Mental Health First Aid, a national program taught by local instructors, interactively teaches participants how to recognize signs of mental illness or substance abuse. Participants also gain skills on proper ways to respond and help someone experiencing mental health concerns or a crisis.
While offered throughout the United States, few of these courses use farm scenarios during the instruction like the ones scheduled at the Farm Bureau buildings in Champaign and Coles counties, said Jackie Jones, IFB’s associate field support director. Dependent on the response from these first courses, IFB may partner with other providers throughout the state to schedule more farm-focused courses.

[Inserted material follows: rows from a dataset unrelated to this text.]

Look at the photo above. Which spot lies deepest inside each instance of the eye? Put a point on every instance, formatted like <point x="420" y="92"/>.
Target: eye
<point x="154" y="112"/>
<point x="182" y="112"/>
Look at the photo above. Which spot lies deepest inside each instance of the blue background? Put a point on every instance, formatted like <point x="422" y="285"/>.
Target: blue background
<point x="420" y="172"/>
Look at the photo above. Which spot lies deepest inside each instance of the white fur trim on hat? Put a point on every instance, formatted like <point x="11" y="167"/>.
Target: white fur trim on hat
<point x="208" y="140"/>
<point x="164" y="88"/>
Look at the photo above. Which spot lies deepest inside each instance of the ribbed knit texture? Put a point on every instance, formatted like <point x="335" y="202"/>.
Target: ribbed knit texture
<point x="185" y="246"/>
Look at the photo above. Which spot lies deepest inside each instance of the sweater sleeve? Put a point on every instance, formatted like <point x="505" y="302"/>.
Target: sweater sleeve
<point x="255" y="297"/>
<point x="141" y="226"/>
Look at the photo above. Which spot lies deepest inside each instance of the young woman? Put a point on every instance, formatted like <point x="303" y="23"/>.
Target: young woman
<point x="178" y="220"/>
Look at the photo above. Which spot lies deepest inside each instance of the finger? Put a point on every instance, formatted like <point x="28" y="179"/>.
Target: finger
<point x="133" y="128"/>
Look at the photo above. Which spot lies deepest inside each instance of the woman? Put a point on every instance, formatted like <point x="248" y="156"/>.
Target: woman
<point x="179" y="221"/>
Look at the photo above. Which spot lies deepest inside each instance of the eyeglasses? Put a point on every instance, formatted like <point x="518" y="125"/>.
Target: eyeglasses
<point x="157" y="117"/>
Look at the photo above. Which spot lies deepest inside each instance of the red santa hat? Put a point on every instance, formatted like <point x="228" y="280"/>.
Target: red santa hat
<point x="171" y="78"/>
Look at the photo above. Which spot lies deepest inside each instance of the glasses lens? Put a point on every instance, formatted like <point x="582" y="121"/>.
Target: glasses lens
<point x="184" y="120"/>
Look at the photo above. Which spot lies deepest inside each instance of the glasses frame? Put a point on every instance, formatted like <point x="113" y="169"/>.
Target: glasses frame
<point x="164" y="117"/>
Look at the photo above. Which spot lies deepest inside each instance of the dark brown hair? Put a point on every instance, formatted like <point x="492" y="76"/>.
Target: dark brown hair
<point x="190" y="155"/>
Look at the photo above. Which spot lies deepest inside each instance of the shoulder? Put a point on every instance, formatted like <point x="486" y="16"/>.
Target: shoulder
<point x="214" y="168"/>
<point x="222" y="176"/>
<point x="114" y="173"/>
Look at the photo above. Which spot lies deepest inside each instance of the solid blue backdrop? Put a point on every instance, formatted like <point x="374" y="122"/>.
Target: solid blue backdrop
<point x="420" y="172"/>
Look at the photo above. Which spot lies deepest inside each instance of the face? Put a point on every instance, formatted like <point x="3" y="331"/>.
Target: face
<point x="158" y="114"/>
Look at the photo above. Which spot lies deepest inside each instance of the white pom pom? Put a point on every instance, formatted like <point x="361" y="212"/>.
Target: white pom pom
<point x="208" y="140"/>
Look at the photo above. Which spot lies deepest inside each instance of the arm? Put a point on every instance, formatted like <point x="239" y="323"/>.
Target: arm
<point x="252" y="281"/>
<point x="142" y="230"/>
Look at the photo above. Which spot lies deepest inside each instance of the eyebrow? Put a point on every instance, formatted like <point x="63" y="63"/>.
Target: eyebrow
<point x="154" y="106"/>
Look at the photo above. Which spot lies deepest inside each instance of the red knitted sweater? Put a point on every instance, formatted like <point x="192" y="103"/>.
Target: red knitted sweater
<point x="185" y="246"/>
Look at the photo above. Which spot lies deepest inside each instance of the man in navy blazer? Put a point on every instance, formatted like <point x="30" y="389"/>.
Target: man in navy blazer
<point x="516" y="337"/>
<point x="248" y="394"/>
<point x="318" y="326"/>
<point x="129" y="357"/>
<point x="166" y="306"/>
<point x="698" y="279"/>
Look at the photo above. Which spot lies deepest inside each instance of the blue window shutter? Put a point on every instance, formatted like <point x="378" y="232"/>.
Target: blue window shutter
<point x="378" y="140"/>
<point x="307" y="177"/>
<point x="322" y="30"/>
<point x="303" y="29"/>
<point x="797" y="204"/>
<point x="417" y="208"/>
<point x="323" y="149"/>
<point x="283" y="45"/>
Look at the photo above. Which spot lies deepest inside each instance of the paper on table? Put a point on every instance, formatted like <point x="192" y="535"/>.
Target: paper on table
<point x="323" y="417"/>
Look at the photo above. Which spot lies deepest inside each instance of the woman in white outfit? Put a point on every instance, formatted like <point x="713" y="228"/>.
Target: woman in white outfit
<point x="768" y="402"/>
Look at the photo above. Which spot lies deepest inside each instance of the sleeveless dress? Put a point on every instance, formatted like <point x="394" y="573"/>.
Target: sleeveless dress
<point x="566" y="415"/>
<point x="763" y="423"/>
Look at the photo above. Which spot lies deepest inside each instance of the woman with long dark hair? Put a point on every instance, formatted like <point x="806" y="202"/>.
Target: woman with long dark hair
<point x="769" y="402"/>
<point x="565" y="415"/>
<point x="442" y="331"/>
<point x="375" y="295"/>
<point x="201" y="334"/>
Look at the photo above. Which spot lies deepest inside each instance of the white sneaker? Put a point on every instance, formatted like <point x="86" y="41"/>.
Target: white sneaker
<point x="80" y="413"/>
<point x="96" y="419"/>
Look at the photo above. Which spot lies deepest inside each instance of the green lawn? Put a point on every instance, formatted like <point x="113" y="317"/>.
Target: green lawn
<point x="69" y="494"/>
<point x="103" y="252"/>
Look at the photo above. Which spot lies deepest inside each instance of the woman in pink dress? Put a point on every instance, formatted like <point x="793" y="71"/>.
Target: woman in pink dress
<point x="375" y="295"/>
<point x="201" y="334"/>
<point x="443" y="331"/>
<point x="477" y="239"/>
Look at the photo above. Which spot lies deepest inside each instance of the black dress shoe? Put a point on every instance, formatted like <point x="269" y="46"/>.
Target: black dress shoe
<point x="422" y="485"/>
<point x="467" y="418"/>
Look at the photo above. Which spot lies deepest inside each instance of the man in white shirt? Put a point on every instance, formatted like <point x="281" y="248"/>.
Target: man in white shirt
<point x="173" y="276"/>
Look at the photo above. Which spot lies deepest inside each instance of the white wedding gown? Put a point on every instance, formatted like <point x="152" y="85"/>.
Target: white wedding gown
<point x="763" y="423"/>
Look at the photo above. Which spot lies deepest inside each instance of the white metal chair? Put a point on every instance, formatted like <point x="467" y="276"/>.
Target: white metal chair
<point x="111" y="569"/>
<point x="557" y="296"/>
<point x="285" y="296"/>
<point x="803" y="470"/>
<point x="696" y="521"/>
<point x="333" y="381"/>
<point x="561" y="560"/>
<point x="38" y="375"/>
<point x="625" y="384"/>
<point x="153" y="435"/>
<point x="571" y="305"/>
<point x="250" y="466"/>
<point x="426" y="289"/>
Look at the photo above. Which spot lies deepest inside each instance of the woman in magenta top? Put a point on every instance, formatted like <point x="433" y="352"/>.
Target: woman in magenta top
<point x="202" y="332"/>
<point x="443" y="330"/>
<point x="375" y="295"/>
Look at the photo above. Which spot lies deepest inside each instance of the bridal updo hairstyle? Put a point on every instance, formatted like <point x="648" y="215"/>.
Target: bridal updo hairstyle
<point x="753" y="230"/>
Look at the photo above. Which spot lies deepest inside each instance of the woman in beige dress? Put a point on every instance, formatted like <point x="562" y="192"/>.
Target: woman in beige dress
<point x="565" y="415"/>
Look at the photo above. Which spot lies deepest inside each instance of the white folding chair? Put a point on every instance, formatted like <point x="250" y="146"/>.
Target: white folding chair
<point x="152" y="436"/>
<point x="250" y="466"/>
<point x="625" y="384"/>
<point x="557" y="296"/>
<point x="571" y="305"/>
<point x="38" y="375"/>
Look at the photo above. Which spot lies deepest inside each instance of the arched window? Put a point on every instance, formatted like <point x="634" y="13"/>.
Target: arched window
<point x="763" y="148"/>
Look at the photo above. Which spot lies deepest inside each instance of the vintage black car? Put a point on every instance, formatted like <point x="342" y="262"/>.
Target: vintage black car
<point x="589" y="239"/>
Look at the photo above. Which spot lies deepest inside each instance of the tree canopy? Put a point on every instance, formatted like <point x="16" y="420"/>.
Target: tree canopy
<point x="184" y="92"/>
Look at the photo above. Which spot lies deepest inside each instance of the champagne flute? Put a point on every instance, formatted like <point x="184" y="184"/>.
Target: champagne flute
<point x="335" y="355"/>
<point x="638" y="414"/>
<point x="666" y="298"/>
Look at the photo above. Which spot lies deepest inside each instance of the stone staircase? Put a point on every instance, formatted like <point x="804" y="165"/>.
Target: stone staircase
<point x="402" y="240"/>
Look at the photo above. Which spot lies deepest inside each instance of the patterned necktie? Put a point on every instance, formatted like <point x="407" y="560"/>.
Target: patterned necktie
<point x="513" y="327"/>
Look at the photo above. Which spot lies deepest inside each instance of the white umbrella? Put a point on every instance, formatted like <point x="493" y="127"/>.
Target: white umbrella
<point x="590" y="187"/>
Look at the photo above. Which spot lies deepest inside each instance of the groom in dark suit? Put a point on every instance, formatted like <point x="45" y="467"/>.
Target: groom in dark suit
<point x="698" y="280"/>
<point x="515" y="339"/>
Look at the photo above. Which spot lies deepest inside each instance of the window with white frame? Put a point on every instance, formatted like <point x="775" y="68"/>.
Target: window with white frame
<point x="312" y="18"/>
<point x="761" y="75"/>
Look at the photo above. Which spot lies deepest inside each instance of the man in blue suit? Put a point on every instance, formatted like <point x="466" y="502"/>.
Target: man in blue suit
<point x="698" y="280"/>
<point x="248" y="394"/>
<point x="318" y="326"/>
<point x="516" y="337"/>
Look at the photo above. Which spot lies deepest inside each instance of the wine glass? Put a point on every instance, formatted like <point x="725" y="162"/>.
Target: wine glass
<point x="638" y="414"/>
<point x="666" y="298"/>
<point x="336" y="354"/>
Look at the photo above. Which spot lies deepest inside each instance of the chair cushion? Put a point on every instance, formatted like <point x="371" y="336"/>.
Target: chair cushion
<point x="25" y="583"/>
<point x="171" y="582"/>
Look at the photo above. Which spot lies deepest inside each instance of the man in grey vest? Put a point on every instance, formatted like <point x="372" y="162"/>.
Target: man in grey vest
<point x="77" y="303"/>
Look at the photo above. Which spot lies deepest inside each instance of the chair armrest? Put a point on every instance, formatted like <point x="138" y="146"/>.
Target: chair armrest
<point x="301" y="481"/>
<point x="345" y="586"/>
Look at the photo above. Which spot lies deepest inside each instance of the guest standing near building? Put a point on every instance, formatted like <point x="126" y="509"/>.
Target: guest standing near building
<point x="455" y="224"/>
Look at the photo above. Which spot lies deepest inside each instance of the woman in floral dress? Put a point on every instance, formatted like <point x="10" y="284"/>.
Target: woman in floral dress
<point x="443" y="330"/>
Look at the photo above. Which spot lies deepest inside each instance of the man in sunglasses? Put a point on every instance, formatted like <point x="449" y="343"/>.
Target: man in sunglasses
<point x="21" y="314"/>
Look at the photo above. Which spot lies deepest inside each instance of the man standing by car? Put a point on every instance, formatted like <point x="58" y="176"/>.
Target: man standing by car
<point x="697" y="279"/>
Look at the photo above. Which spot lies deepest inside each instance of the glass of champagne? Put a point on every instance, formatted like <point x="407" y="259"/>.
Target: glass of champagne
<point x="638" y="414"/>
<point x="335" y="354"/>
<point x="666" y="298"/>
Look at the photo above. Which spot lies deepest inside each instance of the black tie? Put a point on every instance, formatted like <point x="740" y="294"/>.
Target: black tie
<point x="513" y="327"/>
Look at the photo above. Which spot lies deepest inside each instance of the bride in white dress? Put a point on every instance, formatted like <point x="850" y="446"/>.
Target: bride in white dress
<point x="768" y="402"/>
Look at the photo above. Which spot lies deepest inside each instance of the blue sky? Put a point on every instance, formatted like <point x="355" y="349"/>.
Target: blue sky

“It’s a hands-on approach that gives participants the background knowledge of how to deal with a mental health concern, who to contact and what to do,” said Jones, personally motivated by an uncle who died of suicide. “A lot of farmers we know are private and don’t want to reach out for help.”
Rademaker realized the agriculture community’s heightened interest in mental wellness when she spoke on the topic to a standing-room-only crowd at IFB’s Governmental Affairs Conference. The response at that conference in February indicated genuine concerns with mental health months before the most stressful and emotional spring of recent memory.
Related: Mental health poll reveals farmer stresses. Read more here.
Farm families, agribusiness professionals, rural EMTs and rural clergy can benefit from this adult-only class, Rademaker said. Many county Farm Bureau managers already have registered for the course.
“It’s a national program, and all we are doing is helping connect the dots to our farming population,” Rademaker said. “It seems to be a very effective, well-received program when you look around the U.S., and we’re hoping it does the same here.”